Evidence for the Functional Significance of Microbial Diversity Among Free-Living Diazotrophs in Soils of a Long Term Agricultural Site.

To evaluate whether microbial community composition has functional significance in an agronomic context, we have examined the effects of tillage and biomass management on diazotroph community structure, N-fixation, and soil characteristics in a long-term (> 30 years) experimental site. Results indicate that tillage was the primary driver of most soil characteristics but that biomass management had the largest impact on diazotroph community composition and N-fixation rates. Biomass retention was associated with both a reduction in the evenness of the diazotroph community and a reduction in N-fixation rates.
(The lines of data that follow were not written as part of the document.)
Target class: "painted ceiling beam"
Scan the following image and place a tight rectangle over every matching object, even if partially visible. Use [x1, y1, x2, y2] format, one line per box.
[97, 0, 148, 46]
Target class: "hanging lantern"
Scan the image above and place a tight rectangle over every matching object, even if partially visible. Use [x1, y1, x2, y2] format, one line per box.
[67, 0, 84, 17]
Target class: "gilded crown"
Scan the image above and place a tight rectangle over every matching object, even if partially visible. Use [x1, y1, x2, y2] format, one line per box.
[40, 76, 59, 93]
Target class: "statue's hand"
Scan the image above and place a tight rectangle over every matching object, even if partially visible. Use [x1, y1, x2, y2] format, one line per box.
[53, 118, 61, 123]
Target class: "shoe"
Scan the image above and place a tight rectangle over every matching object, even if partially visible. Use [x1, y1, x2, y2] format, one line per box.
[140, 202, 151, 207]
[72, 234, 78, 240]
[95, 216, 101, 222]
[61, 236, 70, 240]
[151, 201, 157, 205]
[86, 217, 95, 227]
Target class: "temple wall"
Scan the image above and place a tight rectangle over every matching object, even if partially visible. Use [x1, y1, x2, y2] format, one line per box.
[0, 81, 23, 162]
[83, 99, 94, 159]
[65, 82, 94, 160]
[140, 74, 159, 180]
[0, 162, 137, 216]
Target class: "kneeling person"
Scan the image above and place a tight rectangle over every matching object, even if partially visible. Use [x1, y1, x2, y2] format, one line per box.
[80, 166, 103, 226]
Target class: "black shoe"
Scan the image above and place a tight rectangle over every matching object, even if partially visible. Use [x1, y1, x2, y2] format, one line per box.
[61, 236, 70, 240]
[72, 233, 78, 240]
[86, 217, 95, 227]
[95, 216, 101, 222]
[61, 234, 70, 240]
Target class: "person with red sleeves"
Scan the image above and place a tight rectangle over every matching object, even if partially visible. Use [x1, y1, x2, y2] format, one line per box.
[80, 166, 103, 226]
We assessed the functional diversity of the diazotrophic community through both cultivation dependent and independent techniques. In the cultivation dependent approach, selective growth conditions with N-free media were used to enumerate different functional classes of diazotrophs. Growth conditions included differences in carbon source (malate, cellobiose, sucrose, mannitol, vanillin, and acetate), pH (7.5, 5.5 and 3.5), oxygen levels (20%, 5% and 0%), trace metals (Mo, V and Fe), and temperatures (4°C, 22°C, 30°C, and 42°C). The cultivation experiment showed that more diverse diazotrophic communities could respond to a greater range of growth conditions. Isolates obtained from the cultivation experiment were identified and their nifH genes compared to those recovered directly from soil to evaluate the fraction of the diazotrophic community that was recovered through cultivation. In the cultivation independent approach, soils that differed in diazotroph diversity were incubated under a range of different conditions including temperature (22°C, 42°C, and freeze-thaw), moisture (field moisture or 50% of WHC), pH (field pH or pH 4.5) and oxygen (oxic and anoxic) to determine whether the diversity of the community could impact the resilience of soil N-fixation to changing environmental conditions. These experiments provide insight on the functional significance of microbial diversity in soils.